The novel employs magical realism as a contrast to the mundane life of the protagonists and as their escape. It symbolizes the blissfulness of a regular life that seems rather dry when viewed from outside. While going out of their one-room house through the window, Raghuvar and his wife, Sonsa, encounter a magical wonderland where they can transcend their limitations and vitally nurture themselves with more energy to face reality. They don't keep it for themselves but share it with others also, who find the travel through the portal an experience they can't get enough of. It highlights how imagination plays a part in enriching ordinary lives.
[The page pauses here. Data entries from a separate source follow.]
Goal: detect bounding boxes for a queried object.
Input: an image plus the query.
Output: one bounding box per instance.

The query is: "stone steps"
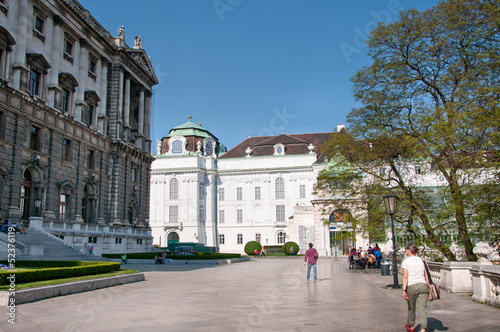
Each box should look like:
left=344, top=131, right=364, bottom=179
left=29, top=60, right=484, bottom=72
left=4, top=229, right=106, bottom=261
Two other interesting characters in the novel are the elephant and the sadhu who offers Raghuvar a ride on it to his college. While extremely unnatural, the situation is depicted with enough heart and humor. While his family believes it's his common means of commute, Raghuvar considers the rides a luxury that he isn't deserving of. When they find the elephant abandoned at the doorsteps, the couple are conscious that it's someone else's belonging. There is a small-town tenderness that permeates the novel, which is the soul of it.
The novel has a subtle and understated style of humor, which sometimes gets ironic and even absurd. Most of it arises from the deep observation of everyday life. The visits of the parents of Raghuvar and their arrangements to accommodate all in a single room are a striking example of this. Another kind of humor can be observed on the borders where the magic and mundane meet. Interactions between Raghuvar and his department head are of such a kind where the absurd humor peaks. Most of the humor reflects the novel's use of fantasy as a contrast to human conditions.
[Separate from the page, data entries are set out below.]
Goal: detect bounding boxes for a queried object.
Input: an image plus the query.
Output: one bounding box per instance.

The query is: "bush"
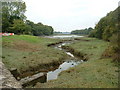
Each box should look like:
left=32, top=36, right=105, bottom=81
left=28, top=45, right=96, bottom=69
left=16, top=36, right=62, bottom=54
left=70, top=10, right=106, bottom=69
left=89, top=30, right=96, bottom=37
left=110, top=33, right=120, bottom=62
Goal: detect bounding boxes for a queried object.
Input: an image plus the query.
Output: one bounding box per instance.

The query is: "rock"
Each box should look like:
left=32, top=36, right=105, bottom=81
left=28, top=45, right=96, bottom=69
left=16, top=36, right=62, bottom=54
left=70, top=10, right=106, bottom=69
left=10, top=68, right=20, bottom=80
left=20, top=72, right=47, bottom=87
left=0, top=60, right=22, bottom=88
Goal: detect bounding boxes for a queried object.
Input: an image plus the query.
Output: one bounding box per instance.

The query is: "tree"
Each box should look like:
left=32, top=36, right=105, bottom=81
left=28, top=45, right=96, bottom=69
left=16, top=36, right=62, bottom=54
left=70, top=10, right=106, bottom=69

'A Window Lived in the Wall' by Vinod Kumar Shukla is a brilliant novel that blends the beauty of everyday life with fantasy to reflect the aspirations and inhibitions of the Indian small-town middle-class population. The contemplative humor, magical realism, and the amusing depiction of everyday sensibilities make it a must-read, though the absence of a structured plot, the abundance of descriptions, and a narrative that flits in and out of reality may be difficult for a casual reader to appreciate.